В начале тридцатых годов прошлого века имя Ивана Шухова ставилось даже впереди имени Шолохова. Максим Горький отмечал появление в советской литературе трех талантливейших прозаиков и трех талантливейших произведений – “Горькая линия” Ивана Шухова, “Тихий Дон” Михаила Шолохова и “Бруски” Федора Панферова. Он писал, что Шухов рисует действительность “с беспощадной, правдивой суровостью... Вот это и есть подлинное, настоящее искусство изображения жизни силою слова”. Горький сам редактировал книги молодого литератора, давал их на переводы за границу, включил Шухова в Оргкомитет по организации Союза писателей СССР.
О прозаике Шухове можно составить мнение по его книгам. Я же скажу о малоизвестной широким кругам деятельности Шухова - главного редактора казахстанского журнала “Простор”.

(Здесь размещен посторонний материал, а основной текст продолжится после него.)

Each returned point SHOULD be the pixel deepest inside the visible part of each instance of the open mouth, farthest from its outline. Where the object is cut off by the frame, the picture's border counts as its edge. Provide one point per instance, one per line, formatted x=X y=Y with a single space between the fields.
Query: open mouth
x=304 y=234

Существует легенда, что после разгрома “Нового мира”, перед смертью, Твардовский говорил: “Ничего... есть еще Иван Шухов, есть еще журнал “Простор”.
На страницах “Простора” публиковались ныне классические стихи Анны Ахматовой, Марины Цветаевой, Осипа Мандельштама, неизвестные произведения Андрея Платонова и Бориса Пастернака, “Простор” вернул из забвения имена Павла Васильева и Антона Сорокина.
В Москве и Ленинграде на “Простор” записывались в библиотеках на месяц вперед. После выхода в 1966 году документальной повести о замученном в НКВД гениальном ученом Николае Вавилове на имя Шухова пришло такое письмо:
“Два номера Вашего “Простора” пользуются в Ленинграде необыкновенным, истерическим успехом... Получил два номера на одну ночь - с 11 часов вечера до 10 часов утра”. Далее следует просьба выслать какие-нибудь бракованные экземпляры. А если нет, то “вдруг да в редакции завалялась какая-нибудь верстка этих номеров. Вдруг да судьба мне улыбнется”. И подпись: Юрий Герман.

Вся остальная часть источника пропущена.